TYPICAL POOL: The Pop-Up Pool team hopes to bring additional life to Philadelphia’s public pools, which typically include clean water, a concrete deck and fence, but not much else
Mica Root, phillypublicpools.com TYPICAL POOL: The Pop-Up Pool team hopes to bring additional life to Philadelphia’s public pools, which typically include clean water, a concrete deck and fence, but not much else

Public pools are a boon to their local communities, bringing people together and providing them with a luxury that many cannot afford. Unfortunately, the traditional public pool doesn’t feature much in the way of amenities.

Pools in Philadelphia might gain more bells and whistles now that a pilot project will receive funding by the Knight Foundation. Recently, the organization distributed a $5 million grant among 32 winners from 12 U.S. cities.

The Pop-Up Pools Project was one of seven winners from the East Coast city. The project, created by Camden, N.J.-based urban planning firm Group Melvin Design, was awarded $297,000.

The project’s goal, as described in the grant application, is to “introduce low-cost, high-impact design interventions throughout the city’s outdoor pool system to reimagine Philadelphia’s public pools as unique, vibrant and multipurpose summertime civic destinations.”

The City of Brotherly Love ranks among U.S. cities with the most public pools per capita, boasting 70 outdoor pools in a 100-square-mile area. By comparison, New York has 56 pools serving more than 8 million residents.

But most Philly pools only have the basics — clean water, concrete deck, some kind of fence. “After the cooling effect of the water wears off, and you’re baking in the sun on the concrete, there’s nothing to keep people there,” said Ben Bryant, GMD’s director of planning and design.

With the Pop-Up Pool Project, Bryant wants to make the pools more user friendly, interest new users and bring the community closer together.

But why pop-ups? Those familiar with the retail industry might have heard the term. In that world, businesses set up temporary stores and utilize events to sell products and revitalize a space, usually empty or abandoned stores.
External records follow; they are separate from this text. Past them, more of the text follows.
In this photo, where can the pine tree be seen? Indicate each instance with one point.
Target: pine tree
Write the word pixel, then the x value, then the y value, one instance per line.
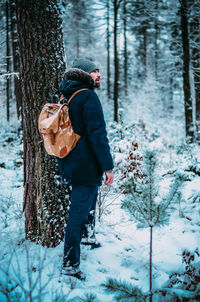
pixel 41 68
pixel 143 202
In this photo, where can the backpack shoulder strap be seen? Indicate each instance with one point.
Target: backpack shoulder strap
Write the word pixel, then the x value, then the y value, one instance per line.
pixel 77 91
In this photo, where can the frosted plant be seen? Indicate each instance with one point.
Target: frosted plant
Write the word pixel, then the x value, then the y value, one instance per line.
pixel 143 201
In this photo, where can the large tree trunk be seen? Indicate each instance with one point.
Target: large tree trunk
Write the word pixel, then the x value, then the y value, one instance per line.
pixel 116 60
pixel 108 47
pixel 7 62
pixel 189 128
pixel 41 69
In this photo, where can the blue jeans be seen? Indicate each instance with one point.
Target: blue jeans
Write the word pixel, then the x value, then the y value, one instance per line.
pixel 83 201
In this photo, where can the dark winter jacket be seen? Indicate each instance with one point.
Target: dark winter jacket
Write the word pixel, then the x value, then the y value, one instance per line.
pixel 91 157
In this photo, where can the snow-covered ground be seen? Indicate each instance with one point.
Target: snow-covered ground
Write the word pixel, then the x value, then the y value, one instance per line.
pixel 26 267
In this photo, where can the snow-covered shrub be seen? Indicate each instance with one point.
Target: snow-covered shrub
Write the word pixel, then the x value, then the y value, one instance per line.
pixel 190 278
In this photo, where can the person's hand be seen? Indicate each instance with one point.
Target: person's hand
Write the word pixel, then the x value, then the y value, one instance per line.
pixel 109 178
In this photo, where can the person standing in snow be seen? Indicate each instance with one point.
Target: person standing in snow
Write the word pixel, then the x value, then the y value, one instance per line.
pixel 85 165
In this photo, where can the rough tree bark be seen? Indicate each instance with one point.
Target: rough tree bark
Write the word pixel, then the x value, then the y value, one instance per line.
pixel 189 128
pixel 125 49
pixel 195 58
pixel 41 69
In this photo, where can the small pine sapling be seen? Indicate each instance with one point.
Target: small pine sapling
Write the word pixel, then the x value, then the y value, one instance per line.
pixel 143 201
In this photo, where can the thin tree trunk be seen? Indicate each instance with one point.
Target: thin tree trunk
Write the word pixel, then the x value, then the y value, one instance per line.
pixel 7 63
pixel 125 51
pixel 108 48
pixel 189 127
pixel 144 29
pixel 41 69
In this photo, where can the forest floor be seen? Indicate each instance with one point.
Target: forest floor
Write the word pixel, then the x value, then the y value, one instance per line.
pixel 28 270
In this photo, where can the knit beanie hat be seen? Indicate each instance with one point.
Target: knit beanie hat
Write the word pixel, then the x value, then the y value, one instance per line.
pixel 84 64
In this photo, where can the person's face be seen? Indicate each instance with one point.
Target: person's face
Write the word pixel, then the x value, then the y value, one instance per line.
pixel 96 77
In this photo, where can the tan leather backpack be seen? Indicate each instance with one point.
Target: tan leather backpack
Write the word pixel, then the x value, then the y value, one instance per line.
pixel 56 129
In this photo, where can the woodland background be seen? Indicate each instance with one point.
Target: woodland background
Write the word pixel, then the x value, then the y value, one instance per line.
pixel 149 58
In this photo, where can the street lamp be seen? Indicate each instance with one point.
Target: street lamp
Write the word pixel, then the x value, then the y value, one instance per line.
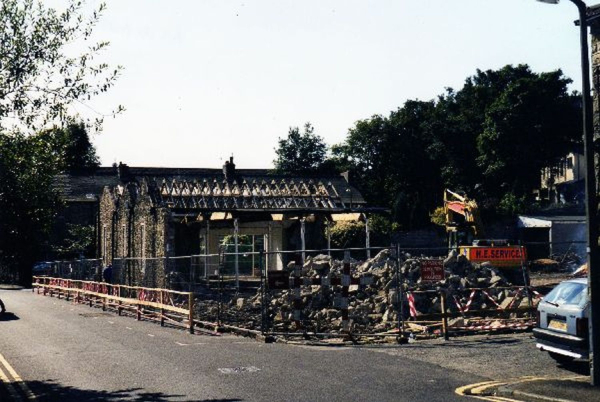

This approach is perfect for Philadelphia, considering the fleeting nature of its swim season, Bryant said: “Even though ‘pop-up park’ as a term is new, the seasonal public pool is the original pop-up park.”

This summer GMD, in conjunction with Philadelphia Parks and Recreation, will test the project at a pilot pool. GMD also is working with a landscape architecture firm, Sikora Wells Appel, and a local park group, the Fairmount Park Conservancy. The funding just came through in March, so the team is still picking out what will be available and where. Bryant hopes to launch the pilot test in mid-June.

Based on research into what people buy for their own pools, Bryant said the pilot pool will get amenities such as movable furniture, planters and lighting.

The pilot pool will help inform future pop-up pools. “What we want to do this summer is something that is transferrable and scalable,” Bryant said. “If we design a custom piece … we’re going to try to make it something modular, [with] different iterations or more components that could be deployed at various sites.”

He hopes this project will inspire neighborhoods to create their own pop-up parks for their pools.

“We’re helping people reimagine what the Philly pool system can be,” he said.

GMD already has some experience creating a temporary enlivening park space. In 2014, the firm worked in its home city of Camden to revitalize the Roosevelt Plaza Park space in front of Camden City Hall. Built in 2012, the park was full of trees and had a lot of open space with few amenities.

Working with Sikora, GMD helped create a pop-up park to draw businesspeople and students from nearby schools into the space. They installed liquid storage containers that acted as planters, landscape art installations and light towers. Tables, chairs and umbrellas were added, along with an outdoor piano. According to Bryant, these features brought out the lunch crowds who didn’t have anywhere to go before the park revitalization.

“Hopefully, that’s the effect with pop-up pools,” Bryant said. “We’re building off of that experience.”

By doing these things, he said, the potential is there to build a bigger constituency for more permanent capital projects, creating more permanent park space for pools, or building interest in pools with new amenities or extensive renovations.